While the tax hikes, SOE reforms and targeted subsidies are measures which will ensure sustainability of the economy, the implementation of such policies are politically challenging, history has shown.
“First, programme disbursements together with forthcoming multilateral and bilateral loans will provide external liquidity to ease immediate financing pressures. It could reverse the decline in official foreign-exchange reserves and reduce Sri Lanka’s vulnerability to a sudden stop in capital inflows,” said Moody’s Senior Vice President, Sovereign Risk Group and the lead sovereign analyst for Sri Lanka, Marie Diron.
The facility comes in the wake of the Lankan sovereign credit profile is increasingly coming under pressure from its large fiscal deficits, high debt levels and poor debt affordability but Moody’s sees the upside of the country’s credit profile if the reforms could address the fiscal and external imbalances.

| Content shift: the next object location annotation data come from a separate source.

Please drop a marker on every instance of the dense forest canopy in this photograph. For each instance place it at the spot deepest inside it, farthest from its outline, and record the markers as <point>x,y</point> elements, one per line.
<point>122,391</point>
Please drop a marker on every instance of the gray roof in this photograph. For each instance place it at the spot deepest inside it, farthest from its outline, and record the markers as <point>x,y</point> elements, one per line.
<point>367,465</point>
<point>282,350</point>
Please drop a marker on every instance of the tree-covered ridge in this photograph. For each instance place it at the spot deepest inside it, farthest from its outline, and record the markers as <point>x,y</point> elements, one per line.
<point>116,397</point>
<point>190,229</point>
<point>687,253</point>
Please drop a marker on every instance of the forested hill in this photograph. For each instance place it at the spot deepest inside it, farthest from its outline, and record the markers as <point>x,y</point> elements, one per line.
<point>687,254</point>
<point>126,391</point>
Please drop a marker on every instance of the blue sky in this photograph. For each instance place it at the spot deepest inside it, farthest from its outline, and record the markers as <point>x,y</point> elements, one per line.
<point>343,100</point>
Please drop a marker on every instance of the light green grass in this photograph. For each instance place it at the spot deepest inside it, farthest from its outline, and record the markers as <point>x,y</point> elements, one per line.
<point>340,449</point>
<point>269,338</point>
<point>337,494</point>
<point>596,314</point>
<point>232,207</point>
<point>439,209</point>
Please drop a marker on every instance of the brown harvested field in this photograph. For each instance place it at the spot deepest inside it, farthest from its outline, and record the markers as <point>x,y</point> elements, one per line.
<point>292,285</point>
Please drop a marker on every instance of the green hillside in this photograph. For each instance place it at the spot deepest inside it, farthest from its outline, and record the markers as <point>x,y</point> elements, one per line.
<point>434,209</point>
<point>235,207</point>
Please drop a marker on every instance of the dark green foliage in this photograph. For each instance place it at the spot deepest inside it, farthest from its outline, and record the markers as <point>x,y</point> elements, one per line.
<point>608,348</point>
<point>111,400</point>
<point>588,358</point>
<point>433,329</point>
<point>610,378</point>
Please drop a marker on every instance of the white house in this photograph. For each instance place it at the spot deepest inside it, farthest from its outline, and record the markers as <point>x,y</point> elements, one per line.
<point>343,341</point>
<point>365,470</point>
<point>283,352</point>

Diron also said the fund arrangement would also alleviate debt servicing pressures as the financing is likely to be at more favorable terms than raising the moneys through capital markets.
Sri Lanka is to leverage the engagement with the IMF to tap development funding and capital market financing as the Central Bank aims to raise US $ 3 billion in a one or more sovereign issues.
He also said if the agreement restores investor confidence in Sri Lanka’s policy framework, it could ultimately support more stable private external inflows, such as FDI. “However, we expect bumps in the fiscal consolidation path due to difficulties in implementing revenue raising measures and the possible crystallization of some contingent liabilities,” cautioned Diron.